La Polonia e la Repubblica Ceca tornano protagoniste delle strategie missilistiche americane. Dopo Bucarest, anche Varsavia sta trattando con Washington per l’installazione di missili Patriot. Sembrano tutti d’accordo, l’opinione pubblica plaude, i giornali appoggiano questa scelta. Tutto bene insomma, peccato che Mosca ha ribadito l’intenzione di installare i missili Iskander a Kaliningrad, in caso di minacce supplementari alla sicurezza della Russia. “Se in Europa dovessero spuntare delle minacce supplementari, allora i sistemi Iskander saranno dislocati nella regione di Kaliningrad”, ha dichiarato da Helsinki il ministro della Difesa russo Serdiukov.

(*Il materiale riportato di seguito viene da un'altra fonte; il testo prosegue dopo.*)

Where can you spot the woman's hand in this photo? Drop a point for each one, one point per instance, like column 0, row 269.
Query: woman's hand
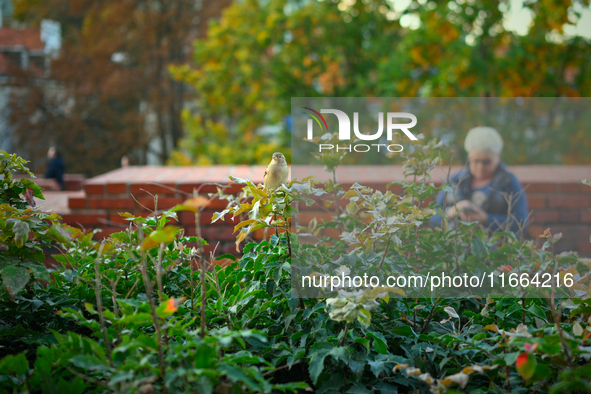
column 476, row 215
column 451, row 212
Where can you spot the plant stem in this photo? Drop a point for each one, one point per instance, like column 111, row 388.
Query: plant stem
column 148, row 288
column 99, row 304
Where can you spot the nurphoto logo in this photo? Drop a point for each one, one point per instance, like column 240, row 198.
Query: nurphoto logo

Come si sa, Kaliningrad è un’enclave russa ai confini con la Polonia ma fu capitale dello Stato di Prussia dell’Ordine Teutonico, della Prussia ducale ed infine della provincia tedesca della Prussia Orientale, dal XV° al XVIII° secolo, col nome di Konisberg. Una città in tutto tedesca, che diede i natali (nel 1724) al filosofo Immanuel Kant. Dopo il 1945 la città passò sotto il controllo sovietico. I tedeschi che ci vivevano furono cacciati e la città fu ripopolata da russi, in seno al più grande movimento di popoli che seguì la seconda guerra mondiale. Dopo la caduta del Muro di Berlino, Kaliningrad divenne un’enclave russa separata dal resto del Paese. Una separazione che si accentuò quando, nel 2004, Polonia e Lituania divennero membri Nato. Dal 2007 è tornata al centro delle questioni internazionali quando George Bush dichiarò di voler installare uno “scudo spaziale” in Polonia. Il braccio di ferro da allora continua.
L’area di Kalingrad è già la più militarizzata d’Europa, e le dichiarazioni del ministro Anatoly Serdyukov -durante la sua visita in Finlandia- non stupisce più nessuno.

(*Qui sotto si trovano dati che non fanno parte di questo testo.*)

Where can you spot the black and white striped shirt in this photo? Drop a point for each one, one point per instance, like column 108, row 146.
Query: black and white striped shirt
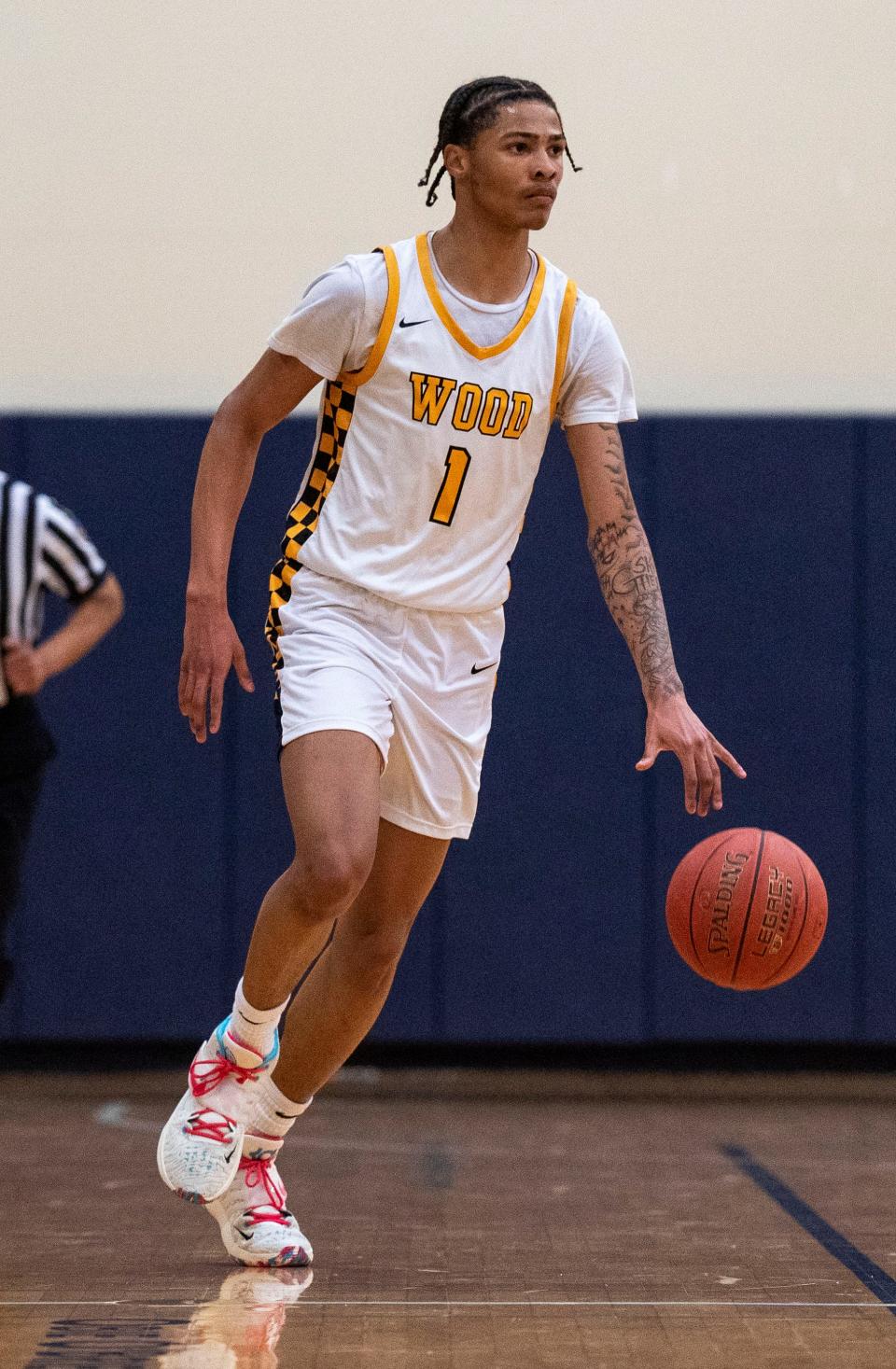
column 43, row 548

Il luogo non è scelto a caso. Kaliningrad, sotto la sovranità russa, si trova sul Baltico, ai confini con Lituania e Polonia. Proprio la Polonia, aderente alla NATO, ha in progetto di dislocare sul suo territorio i missili americani Patriot, vicino Morag, cittadina non lontana da Kaliningrad. A ciò si aggiungono i timori del Cremlino per le voci di nuove basi statunitensi in Bulgaria e Romania.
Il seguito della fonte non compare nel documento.